En une missive, l’oncle Charles dit qu’Ypres serait bientôt anéantie. Il s’y était rendu et avait trouvé sa maison en ruines… Et les Allemands bombardaient davantage.

Et quel pourrait bien être l’aspect du front est ?…

La houle de la misère et du deuil roulait sur toute l’Europe.



XVI.

Une fin qui n’en est pas…


Berthe Lievens habitait une petite villa aux environs de Folkestone. La cousine Mélanie et Pélagie s’étaient également amenées et jouissaient de l’hospitalité d’une dame anglaise qui, ainsi que beaucoup de ses compatriotes, manifestait pratiquement sa sympathie pour la Belgique-martyre.

Paul Verhoef résidait dans la même localité où il avait loué une chambre dans une maison bourgeoise.

Il était le point de mire des passants, lorsqu’il se promenait aidé de ses béquilles, en compagnie de la belle et svelte jeune fille.

Berthe avait été malade. Elle avait courageusement résisté aux événements jusqu’alors, mais la crise était néanmoins survenue, et la jeune fille dut s’aliter pendant plusieurs semaines à l’hôpital.

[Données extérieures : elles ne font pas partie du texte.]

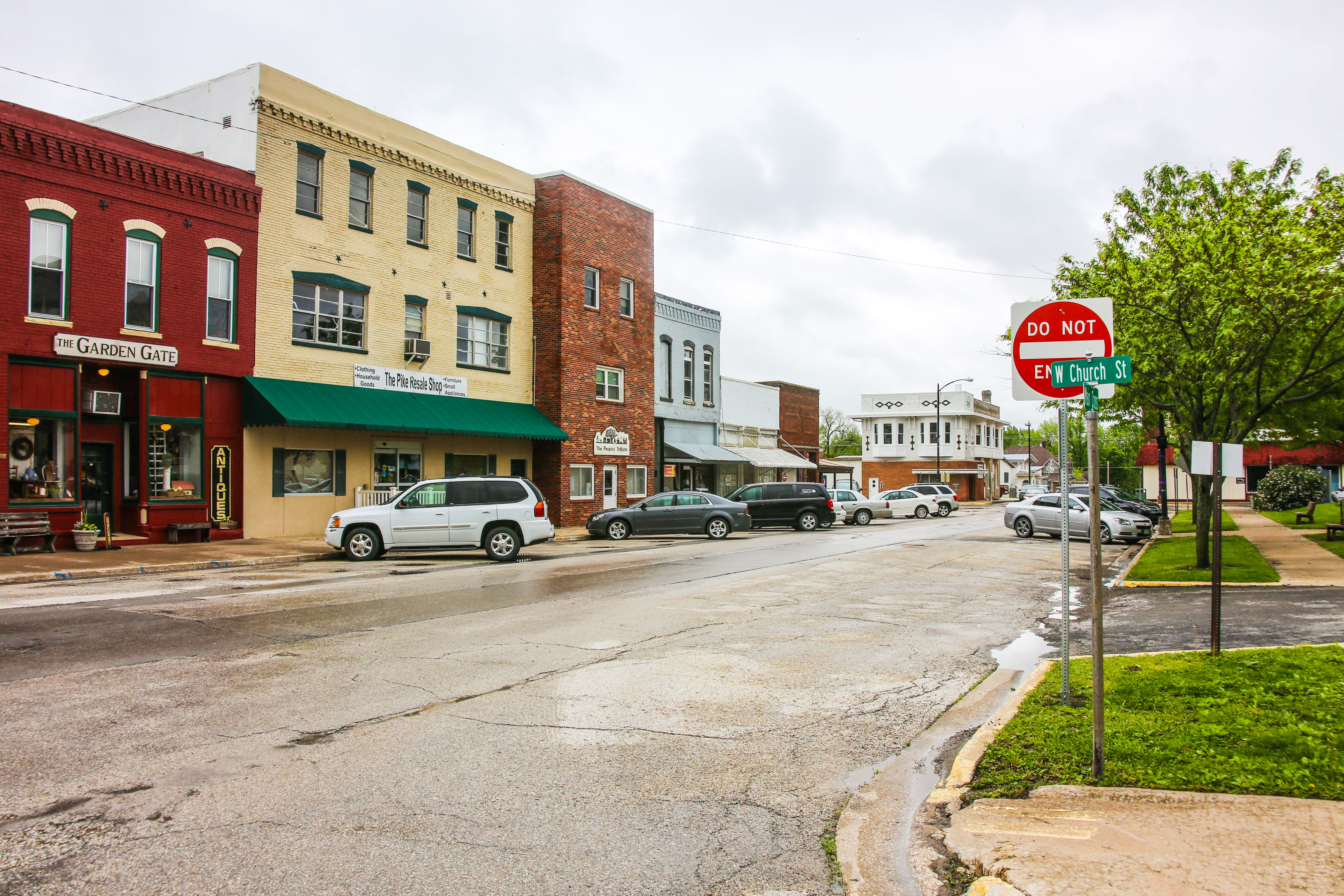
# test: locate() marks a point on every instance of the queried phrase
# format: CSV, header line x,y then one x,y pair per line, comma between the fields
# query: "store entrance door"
x,y
96,486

Elle était rétablie maintenant. Elle voulait se dévouer pour son peuple ; mais Paul l’engagea à recouvrer d’abord ses forces ; elle avait trop souffert…

Toutes les personnes de la localité connaissaient l’histoire de ces jeunes gens… Mais l’amour qui les unissait, cet amour scellé par la douleur, était au delà de leur conception.

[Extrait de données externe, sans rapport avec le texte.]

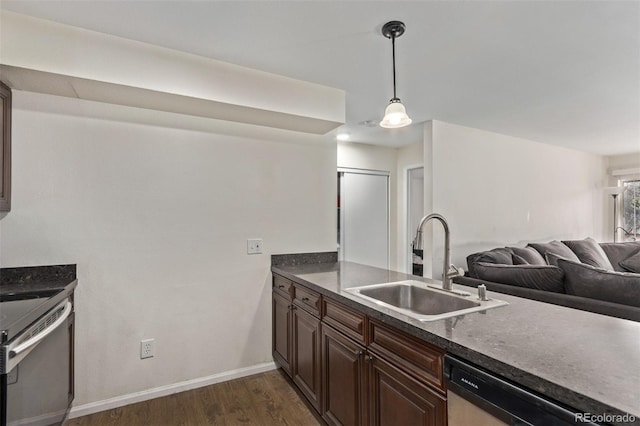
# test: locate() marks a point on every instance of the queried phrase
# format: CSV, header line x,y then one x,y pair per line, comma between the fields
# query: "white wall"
x,y
497,190
157,220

Entre-temps les fiancés ne pouvaient élaborer aucun plan. La guerre sévissait toujours. Il fallait patienter.

Paul et Berthe se promenaient beaucoup et c’est alors qu’ils préféraient parler du père Lievens, de la vieille maison à Dixmude, de la patrie souffrante… bref, d’une foule de choses qui leur étaient chères ; du régiment qui se battait toujours bravement, d’amis et de frères d’armes dont les noms figuraient sur la liste des morts que Verhoef lisait…

Certain soir, en rentrant à Folkestone et longeant un ruisseau, ils entendirent le bruissement des frêles roseaux…

— Quelle est donc votre triste chanson, sveltes et graciles roseaux, qui ployez au moindre vent et qui vous redressez en bruissant, dit Berthe.

Ils se rappelèrent soudain leurs promenades à l’Yser, au temps de la paix, à Stuivekenskerke, à Lampernisse, à tous ces riants petits villages qui n’étaient plus que ruines.

Berthe se remémora son dernier voyage à Furnes en bicyclette… C’est en ce moment d’ailleurs qu’elle avait fait cette réflexion au sujet des roseaux.